Pasar saham India mengalami penurunan harian tertajam dalam beberapa bulan terakhir pada pekan ini, namun berhasil memulihkan kerugian tersebut dalam hitungan hari, sementara sistem pembayaran, industri semikonduktor, dan regulasi kripto negara tersebut terus mengalami perkembangan di tengah gejolak pasar.

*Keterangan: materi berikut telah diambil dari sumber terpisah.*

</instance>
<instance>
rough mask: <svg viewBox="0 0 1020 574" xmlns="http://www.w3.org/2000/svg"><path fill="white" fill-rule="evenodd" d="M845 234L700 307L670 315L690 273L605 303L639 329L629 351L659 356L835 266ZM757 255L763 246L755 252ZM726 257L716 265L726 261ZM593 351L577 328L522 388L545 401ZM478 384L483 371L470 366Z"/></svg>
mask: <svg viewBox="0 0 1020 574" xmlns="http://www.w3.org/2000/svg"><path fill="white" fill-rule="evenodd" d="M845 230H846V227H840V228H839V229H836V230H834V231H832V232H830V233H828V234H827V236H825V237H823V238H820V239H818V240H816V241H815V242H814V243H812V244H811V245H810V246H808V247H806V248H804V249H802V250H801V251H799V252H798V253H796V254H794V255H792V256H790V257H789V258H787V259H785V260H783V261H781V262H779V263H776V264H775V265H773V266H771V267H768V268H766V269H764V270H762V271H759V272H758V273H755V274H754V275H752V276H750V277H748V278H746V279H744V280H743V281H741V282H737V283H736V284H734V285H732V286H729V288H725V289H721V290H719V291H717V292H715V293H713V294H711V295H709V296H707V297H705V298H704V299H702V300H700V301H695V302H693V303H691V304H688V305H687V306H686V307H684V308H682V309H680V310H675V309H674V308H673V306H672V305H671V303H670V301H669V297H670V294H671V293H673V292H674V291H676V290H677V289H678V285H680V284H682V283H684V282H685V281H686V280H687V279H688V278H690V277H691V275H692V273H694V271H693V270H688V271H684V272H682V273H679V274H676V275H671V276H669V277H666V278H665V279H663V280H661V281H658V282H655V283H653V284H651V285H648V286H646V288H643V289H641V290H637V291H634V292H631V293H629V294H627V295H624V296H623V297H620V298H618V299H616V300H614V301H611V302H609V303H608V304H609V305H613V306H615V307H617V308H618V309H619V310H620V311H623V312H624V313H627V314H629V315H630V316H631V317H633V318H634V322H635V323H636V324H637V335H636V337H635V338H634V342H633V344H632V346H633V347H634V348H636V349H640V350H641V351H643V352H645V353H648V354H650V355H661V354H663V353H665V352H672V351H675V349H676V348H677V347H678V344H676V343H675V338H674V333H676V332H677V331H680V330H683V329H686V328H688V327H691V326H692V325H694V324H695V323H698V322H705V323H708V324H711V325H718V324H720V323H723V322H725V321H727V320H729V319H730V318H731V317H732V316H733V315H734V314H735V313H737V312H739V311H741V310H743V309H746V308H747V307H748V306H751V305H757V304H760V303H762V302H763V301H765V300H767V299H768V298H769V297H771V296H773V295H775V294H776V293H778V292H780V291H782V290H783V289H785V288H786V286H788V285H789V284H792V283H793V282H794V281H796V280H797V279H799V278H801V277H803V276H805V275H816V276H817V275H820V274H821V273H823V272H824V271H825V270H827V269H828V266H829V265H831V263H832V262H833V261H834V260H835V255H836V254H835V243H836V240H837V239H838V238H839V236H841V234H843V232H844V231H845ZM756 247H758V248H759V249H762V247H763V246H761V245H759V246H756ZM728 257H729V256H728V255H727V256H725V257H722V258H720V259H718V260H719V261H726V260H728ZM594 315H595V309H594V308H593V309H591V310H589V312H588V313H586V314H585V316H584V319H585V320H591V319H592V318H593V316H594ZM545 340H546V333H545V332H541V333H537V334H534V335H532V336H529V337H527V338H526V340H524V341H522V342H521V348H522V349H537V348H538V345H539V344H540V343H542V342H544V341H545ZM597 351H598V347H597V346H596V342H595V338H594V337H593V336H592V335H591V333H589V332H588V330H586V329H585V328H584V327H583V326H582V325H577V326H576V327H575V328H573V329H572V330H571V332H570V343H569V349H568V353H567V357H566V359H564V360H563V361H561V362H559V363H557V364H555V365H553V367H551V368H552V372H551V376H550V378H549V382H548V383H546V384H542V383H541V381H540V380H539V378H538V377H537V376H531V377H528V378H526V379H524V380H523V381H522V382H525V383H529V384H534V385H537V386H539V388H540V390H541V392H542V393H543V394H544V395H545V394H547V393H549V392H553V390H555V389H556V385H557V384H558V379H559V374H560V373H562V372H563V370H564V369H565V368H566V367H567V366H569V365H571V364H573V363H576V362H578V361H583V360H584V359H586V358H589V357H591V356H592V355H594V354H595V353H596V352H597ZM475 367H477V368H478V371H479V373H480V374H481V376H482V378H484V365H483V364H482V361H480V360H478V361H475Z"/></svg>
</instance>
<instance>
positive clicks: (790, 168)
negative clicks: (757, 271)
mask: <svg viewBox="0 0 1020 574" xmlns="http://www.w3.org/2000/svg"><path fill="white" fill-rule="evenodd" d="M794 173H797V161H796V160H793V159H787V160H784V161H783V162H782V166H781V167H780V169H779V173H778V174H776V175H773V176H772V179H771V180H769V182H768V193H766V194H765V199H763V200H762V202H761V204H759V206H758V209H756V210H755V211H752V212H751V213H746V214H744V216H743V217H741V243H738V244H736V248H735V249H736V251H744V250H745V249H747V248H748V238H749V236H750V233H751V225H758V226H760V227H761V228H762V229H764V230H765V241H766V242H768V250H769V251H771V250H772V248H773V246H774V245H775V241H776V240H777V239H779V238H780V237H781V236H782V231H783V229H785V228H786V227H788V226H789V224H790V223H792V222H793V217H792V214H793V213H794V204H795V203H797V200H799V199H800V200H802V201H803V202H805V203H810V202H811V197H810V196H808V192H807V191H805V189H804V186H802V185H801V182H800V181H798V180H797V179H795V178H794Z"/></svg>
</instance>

Negara ini tetap menjadi salah satu ekonomi paling tangguh di antara sebagian besar kekuatan ekonomi terkemuka dunia di tengah konflik di Timur Tengah.

DITULIS OLEH
BAGIKAN
Sensex dan Nifty 50 Anjlok, Lalu Bangkit Kembali Saat India Tetap Tegar di Tengah Kekacauan Global

Poin-Poin Utama

  • Indeks Sensex turun 2,15% pada 8 Juli sebelum pulih kembali karena reksa dana India memanfaatkan penurunan tersebut untuk membeli saham.
  • UPI memproses 241,6 miliar transaksi pada tahun fiskal 2025-26, menurut NPCI, yang memperkuat posisi terdepan India dalam bidang pembayaran.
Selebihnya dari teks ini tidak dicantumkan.